Entre os nomes que foram agora chumbados à esquerda, contam-se também Francisco Bandeira, que foi administrador e vice-presidente da Caixa durante os mandatos de Santos Ferreira e Faria de Oliveira, nos Governos de Sócrates quando assumiu a liderança do BPN, representantes da comissão de trabalhadores da Caixa e do sindicato dos bancários, e os responsáveis do Banco de Portugal que tiveram o pelouro da supervisão, Pedro Duarte Neves e António Varela.

O coordenador socialista, João Paulo Correia, admitiu aos jornalistas pedir mais audições, caso os trabalhos o justifiquem, mas os representantes do PCP e do Bloco de Esquerda, Miguel Tiago e Moisés Ferreira, afastaram essa possibilidade. Para os coordenadores dos dois partidos mais à esquerda é já tempo de tirar conclusões desta comissão.

Cumprindo a intenção anunciada na semana passada, os partidos à esquerda viabilizaram apenas as audições que já tinham sido pedidas pelo Bloco de Esquerda — o presidente do Tribunal de Contas e Inspetor-Geral de Finanças, e pelos socialistas — António Nogueira Leite e Álvaro de Nascimento, que estiveram na administração da Caixa durante o mandato de José de Matos. PSD e CDS também votaram a favor. Para além destas quatro audições, falta ainda receber os depoimentos por escrito de Vítor Gaspar, ex-ministro das Finanças, e Vítor Constâncio, antigo governador do Banco de Portugal.

Quanto às cerca de 20 personalidades e instituições que faziam parte do requerimento inicial apresentado pelo PSD, e cujas audições foram todas chumbadas, os social-democratas têm direito a chamar potestivamente oito personalidades. O CDS pode chamar dois. Armando Vara, o ministro das Finanças, e o ex-presidente António Domingues, vão fazer parte deste lote, admitiu já o coordenador do PSD, Hugo Soares, aos jornalistas. A auditora Deloitte e Francisco Bandeira, também foram referidos.

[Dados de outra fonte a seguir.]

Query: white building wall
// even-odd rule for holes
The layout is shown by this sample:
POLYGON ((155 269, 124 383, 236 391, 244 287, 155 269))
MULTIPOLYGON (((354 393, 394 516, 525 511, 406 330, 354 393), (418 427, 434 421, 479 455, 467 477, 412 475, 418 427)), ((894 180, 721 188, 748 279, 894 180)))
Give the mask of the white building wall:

As audições serão pedidas à medida que os trabalhos forem decorrendo, acrescentou Hugo Soares.

Esquerda tem pressa em terminar. Bloco até já tem conclusões

Depois de uma reunião com muita conturbada, os coordenadores partidários fizeram declarações cá fora aos jornalistas. A começar por Moisés Ferreira que apresentou já as primeiras duas grandes conclusões do Bloco de Esquerda depois de ouvir 14 personalidades, mas ainda antes de questionar algumas pessoas que o próprio partido pediu para ouvir.

  • A Caixa foi utilizada, por diversas vezes ao longo dos últimos anos, para suportar e financiar agentes do sistema financeiro e outros grupos, entre os quais é destacado o BCP.
  • A capitalização realizada em 2012 pelo Governo PSD/CDS foi imprudente ao não ter considerado os impactos da recessão na banca e ao ter ignorado os sinais de agravamento do incumprimento no crédito.

Questionado sobre porque votou contra a audição de entidades que quis ouvir em julho, Moisés Ferreira argumentou que os trabalhos desenvolvidos ao longo destes meses e as 14 audições já realizadas trouxeram já informação suficiente para tirar conclusões. O deputado do Bloco acusou o PSD de querer prolongar o inquérito parlamentar à Caixa.

Apesar de concluir que o banco do Estado foi utilizado para financiar uma guerra pelo controlo do BCP, Moisés Ferreira não acha necessário ouvir Armando Vara, um dos administradores da Caixa que foi para a gestão do banco privado. Isto porque considera que não iria acrescentar nada de relevante ao testemunho já prestado pelo antigo presidente da Caixa, Carlos Santos Ferreira.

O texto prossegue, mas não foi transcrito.